Mengacu pada Pasal 13 ayat (2) UU TNI, panglima diangkat dan diberhentikan presiden setelah mendapat persetujuan DPR. Kemudian, dalam Pasal 13 ayat (6), calon panglima disampaikan paling lambat 20 hari sejak diterima oleh DPR.
Manager menambahkan, setidaknya ada tujuh poin penting yang harus diselesaikan Panglima TNI yang baru. Pertama, berkomitmen memajukan dan menegakkan HAM di lingkungan TNI.
Kedua, meningkatkan disiplin TNI yang dianggap semakin merosot. "Seperti adanya kasus penyerangan Lapas Cebongan, perkelahian antaranggota TNI dengan Polri, bahkan pertempuran sesama TNI sendiri," imbuh Manager.
Ketiga, meningkatkan integritas dan profesionalitas prajurit.
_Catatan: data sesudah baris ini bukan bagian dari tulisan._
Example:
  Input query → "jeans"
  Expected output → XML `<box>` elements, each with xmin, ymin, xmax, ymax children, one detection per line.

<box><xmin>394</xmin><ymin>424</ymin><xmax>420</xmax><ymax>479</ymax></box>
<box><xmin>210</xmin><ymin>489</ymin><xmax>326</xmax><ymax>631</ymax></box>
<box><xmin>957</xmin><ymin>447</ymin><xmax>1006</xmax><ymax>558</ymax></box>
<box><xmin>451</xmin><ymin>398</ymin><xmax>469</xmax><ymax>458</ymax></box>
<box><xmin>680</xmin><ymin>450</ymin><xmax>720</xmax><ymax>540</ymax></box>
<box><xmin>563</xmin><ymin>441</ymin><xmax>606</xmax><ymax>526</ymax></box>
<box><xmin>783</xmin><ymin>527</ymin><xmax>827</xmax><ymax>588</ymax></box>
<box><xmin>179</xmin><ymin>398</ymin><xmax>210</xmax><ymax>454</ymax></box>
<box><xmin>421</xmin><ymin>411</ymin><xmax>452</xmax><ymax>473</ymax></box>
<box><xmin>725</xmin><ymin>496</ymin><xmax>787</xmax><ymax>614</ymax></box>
Keempat, meningkatkan kesejahteraan prajurit. Kelima, meneruskan reorganisasi TNI melalui program Minimum Essensial Force.
Keenam, menjaga netralitas TNI dan menyelesaikan sejumlah perangkat lunak TNI sesuai Undang-undang TNI. Diantaranya menuntaskan soal bisnis TNI, peradilan umum untuk militer, hukum disiplin militer, doktrin-doktrin TNI yang sesuai dengan teknologi dan hak asasi manusia, pembinaan karir, dan lain-lain. Ketujuh, berkomitmen menunaikan amanat reformasi soal supremasi sipil.